Benvenuto presidente!, Amiche da morire, Bianca come il latte rossa come il sangue, Il principe abusivo. Titoli diversi, per commedie che hanno in comune la firma del bolognese Fabio Bonifacci, classe ’62, garanzia di un tipo di comicità garbata, arguta, mai volgare né scontata. In pochi mesi sono usciti quattro film scritti da lui, frutto di “due anni abbondanti di lavoro”, ci racconta lo sceneggiatore di Si può fare e Amore bugie e calcetto, che al momento si sta dedicando alle ultime revisioni di sceneggiatura dei nuovi film di Giulio Manfredonia e di Fausto Brizzi.
Investire sulla scrittura per realizzare un buon film non è sempre norma seguita in Italia: in quale situazione versano oggi gli sceneggiatori?
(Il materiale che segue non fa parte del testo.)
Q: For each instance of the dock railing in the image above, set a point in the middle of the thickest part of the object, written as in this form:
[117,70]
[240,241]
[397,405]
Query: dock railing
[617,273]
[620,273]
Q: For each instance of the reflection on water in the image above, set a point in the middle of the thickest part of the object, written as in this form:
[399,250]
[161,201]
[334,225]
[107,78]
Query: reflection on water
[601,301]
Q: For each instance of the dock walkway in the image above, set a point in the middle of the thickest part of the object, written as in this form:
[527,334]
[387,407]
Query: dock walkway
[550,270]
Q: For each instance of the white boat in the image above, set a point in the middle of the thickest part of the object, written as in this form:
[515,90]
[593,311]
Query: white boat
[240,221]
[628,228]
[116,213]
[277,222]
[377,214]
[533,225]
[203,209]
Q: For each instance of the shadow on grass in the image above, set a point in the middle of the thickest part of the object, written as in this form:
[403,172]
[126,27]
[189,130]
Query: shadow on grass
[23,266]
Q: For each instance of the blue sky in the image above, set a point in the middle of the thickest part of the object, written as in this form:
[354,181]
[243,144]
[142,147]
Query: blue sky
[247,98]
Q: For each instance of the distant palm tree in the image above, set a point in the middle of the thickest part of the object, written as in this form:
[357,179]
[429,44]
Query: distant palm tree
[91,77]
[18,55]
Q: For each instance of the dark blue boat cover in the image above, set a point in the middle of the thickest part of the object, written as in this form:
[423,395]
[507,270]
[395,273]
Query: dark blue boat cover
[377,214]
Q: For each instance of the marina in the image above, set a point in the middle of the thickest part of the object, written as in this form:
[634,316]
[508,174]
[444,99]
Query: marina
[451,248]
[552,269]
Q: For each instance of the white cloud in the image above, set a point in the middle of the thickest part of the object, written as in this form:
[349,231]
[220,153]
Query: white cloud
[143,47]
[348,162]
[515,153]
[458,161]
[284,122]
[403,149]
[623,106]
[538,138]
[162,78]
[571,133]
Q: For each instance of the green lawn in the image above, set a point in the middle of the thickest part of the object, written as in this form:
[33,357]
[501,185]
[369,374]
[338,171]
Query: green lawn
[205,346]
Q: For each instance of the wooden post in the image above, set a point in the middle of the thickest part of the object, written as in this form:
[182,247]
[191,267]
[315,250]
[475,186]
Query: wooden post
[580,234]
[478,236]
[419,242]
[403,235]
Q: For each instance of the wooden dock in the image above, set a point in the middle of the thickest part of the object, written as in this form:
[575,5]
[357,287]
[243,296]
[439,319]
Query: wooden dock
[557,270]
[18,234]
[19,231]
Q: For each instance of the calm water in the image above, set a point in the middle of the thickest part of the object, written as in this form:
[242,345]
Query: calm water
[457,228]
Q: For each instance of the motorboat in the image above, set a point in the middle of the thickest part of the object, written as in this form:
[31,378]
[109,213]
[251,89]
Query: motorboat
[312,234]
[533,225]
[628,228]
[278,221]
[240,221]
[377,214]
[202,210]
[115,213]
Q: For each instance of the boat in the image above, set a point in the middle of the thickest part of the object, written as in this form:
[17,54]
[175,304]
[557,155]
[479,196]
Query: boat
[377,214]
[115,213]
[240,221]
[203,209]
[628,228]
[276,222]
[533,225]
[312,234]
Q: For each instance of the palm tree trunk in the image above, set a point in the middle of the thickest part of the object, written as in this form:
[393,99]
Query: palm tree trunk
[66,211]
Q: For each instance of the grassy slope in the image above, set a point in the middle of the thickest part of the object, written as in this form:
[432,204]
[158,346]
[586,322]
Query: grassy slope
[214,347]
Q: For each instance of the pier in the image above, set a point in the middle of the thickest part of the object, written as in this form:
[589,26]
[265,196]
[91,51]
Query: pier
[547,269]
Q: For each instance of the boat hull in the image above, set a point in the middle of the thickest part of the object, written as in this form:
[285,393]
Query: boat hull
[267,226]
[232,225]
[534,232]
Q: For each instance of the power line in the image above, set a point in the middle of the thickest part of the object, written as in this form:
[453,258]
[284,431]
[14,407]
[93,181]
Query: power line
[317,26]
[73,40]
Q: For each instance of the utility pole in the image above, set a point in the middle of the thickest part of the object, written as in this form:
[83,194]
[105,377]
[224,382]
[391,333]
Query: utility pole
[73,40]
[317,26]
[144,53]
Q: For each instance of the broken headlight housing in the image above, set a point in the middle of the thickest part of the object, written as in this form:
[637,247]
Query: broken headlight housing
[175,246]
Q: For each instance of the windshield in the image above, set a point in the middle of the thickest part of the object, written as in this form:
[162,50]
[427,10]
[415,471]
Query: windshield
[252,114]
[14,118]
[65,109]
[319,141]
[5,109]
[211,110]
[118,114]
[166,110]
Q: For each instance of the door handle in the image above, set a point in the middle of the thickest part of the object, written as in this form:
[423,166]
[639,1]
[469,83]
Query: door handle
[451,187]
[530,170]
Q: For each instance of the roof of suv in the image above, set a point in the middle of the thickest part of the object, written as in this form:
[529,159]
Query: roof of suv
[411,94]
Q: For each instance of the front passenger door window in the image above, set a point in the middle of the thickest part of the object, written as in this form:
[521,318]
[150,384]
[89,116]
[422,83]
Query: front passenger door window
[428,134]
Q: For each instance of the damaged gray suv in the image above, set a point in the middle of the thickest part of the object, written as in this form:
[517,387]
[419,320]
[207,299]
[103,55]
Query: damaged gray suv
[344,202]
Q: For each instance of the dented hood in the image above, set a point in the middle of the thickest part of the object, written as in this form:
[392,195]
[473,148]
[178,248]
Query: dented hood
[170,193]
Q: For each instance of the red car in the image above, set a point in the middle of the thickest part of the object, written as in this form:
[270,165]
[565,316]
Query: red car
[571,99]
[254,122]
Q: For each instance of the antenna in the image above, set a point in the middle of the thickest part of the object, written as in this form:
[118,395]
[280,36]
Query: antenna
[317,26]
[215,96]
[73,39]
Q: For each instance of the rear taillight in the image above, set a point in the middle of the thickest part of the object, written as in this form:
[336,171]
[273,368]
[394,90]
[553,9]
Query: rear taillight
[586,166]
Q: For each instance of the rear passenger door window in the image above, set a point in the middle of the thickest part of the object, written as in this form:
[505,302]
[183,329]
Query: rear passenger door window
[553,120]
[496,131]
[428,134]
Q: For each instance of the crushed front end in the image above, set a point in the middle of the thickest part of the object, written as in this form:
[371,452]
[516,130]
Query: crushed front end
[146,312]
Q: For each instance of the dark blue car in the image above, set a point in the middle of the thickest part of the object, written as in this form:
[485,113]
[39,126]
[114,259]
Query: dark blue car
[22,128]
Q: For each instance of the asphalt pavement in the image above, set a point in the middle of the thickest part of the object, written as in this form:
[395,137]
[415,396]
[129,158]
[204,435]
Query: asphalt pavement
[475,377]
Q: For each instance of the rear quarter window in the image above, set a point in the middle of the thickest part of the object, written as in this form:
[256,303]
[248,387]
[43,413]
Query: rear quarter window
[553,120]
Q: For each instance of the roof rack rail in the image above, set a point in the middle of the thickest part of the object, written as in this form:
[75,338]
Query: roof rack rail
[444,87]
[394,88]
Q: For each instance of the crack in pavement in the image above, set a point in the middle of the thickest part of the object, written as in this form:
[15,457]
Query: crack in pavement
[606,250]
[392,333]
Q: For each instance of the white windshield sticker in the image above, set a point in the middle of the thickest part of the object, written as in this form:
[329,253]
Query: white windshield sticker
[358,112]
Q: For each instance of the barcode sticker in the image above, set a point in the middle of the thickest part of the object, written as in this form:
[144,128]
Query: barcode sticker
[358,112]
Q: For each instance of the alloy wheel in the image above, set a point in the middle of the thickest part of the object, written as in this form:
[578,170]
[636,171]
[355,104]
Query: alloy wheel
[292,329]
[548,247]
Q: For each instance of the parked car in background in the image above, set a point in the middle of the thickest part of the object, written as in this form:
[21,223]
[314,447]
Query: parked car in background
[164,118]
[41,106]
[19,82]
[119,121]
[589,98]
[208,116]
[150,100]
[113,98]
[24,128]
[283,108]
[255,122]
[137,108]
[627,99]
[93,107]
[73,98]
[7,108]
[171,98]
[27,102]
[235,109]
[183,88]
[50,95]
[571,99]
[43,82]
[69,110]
Dipende dai casi. Intanto, in Italia lo sceneggiatore ha meno autorità rispetto ai paesi anglosassoni, ma il divario si va lentamente colmando: al cinema l’importanza della sceneggiatura oggi è percepita maggiormente rispetto a dieci o quindici anni fa. Però mi arrivano brutte notizie dal mondo della fiction dove, causa crisi, i budget di sceneggiatura sono stati tagliati in modo molto consistente in alcune realtà, a discapito soprattutto dei più giovani. Peccato: in tutto il resto del mondo si dà per scontato che una buona fiction si fa investendo sulle idee e sulla scrittura.
Quando ci si trova a lavorare con un comico che improvvisa che fine fanno idee e scrittura?
A ogni comico piace improvvisare, spesso così escono le cose più belle. Però l’improvvisazione è anche anarchica, ridondante, può zavorrare una scena o un intero film. Così spesso io provo ad anticiparla, portandola dal set alla scrittura. Ad esempio, provando le scene insieme: si registra tutto, poi le cose più riuscite (e funzionali alla storia) le porti su carta. In questo modo le aggiunte impreziosiscono senza rendere confuso o poco chiaro il racconto.
Come è riuscito a tenere “a bada” Alessandro Siani, in questo senso?
Avevamo già lavorato insieme ad alcuni progetti che poi non si sono fatti e questo ci ha permesso di partire sul Principe abusivo già rodati. La collaborazione si basa su molteplici forme di scambio. A volte lui ha un’idea comica e io ci costruisco attorno un pezzo di storia. Altre volte sono io a suggerire spunti comici, che lui poi personalizza con il suo stile. Poi Siani è uno che impara molto in fretta, alla fine faceva osservazioni di struttura da esperto sceneggiatore.
Scrivere per il cinema ai tempi dei social network: quant’è cambiato il suo mestiere?
E’ cambiato solo nel senso che ogni tanto anziché lavorare mi distraggo su Facebook. Al di là della battuta, i social e il web sono molto utili per sondare gli umori delle persone su certi temi. Per sentire l’aria che tira. Ad esempio, nella scrittura di Benvenuto Presidente!, facevo un sacco di post politici su Facebook, scatenando infuocati dibattiti. Avevo così una percezione costante degli umori diffusi, che mi è stata molto utile nella scrittura.
Ha tenuto un corso di sceneggiatura gratuito e online: qual è il bilancio di condividere il proprio sapere in rete?
Ho rinunciato a molti corsi ben pagati per farne uno totalmente gratis. Eppure alla fine ci guadagno, perché dare agli altri ha un effetto benefico soprattutto per chi dà. E’ scontato da dire, solo che nessuno ci crede davvero, e infatti pochi lo fanno. Invece è vero: svegliarmi quasi ogni giorno con una mail di sconosciuti che esprimono gratitudine e affetto mi dà una tale fiducia che scrivo con più entusiasmo ed energia. Morale, da quando faccio il corso gratis, imprevedibilmente, guadagno più.
Il suo rapporto con la critica online?
Io ho stima della critica online. Poi è chiaro che sul web c’è di tutto, chiunque può definirsi critico e scrivere. Ma nonostante questo trovo che, in modo anche abbastanza sorprendente, ci sia un livello diffuso di critica web molto alto, fatti di qualità, attenzione, competenza. Ormai molta della critica con cui mi confronto è sul web. Bramo una recensione positiva di alcuni critici online. Non perché spostino il destino del film, ma perché li stimo. Se scrivono che ho sbagliato, ci rifletto sopra seriamente. A questo serve la critica, no?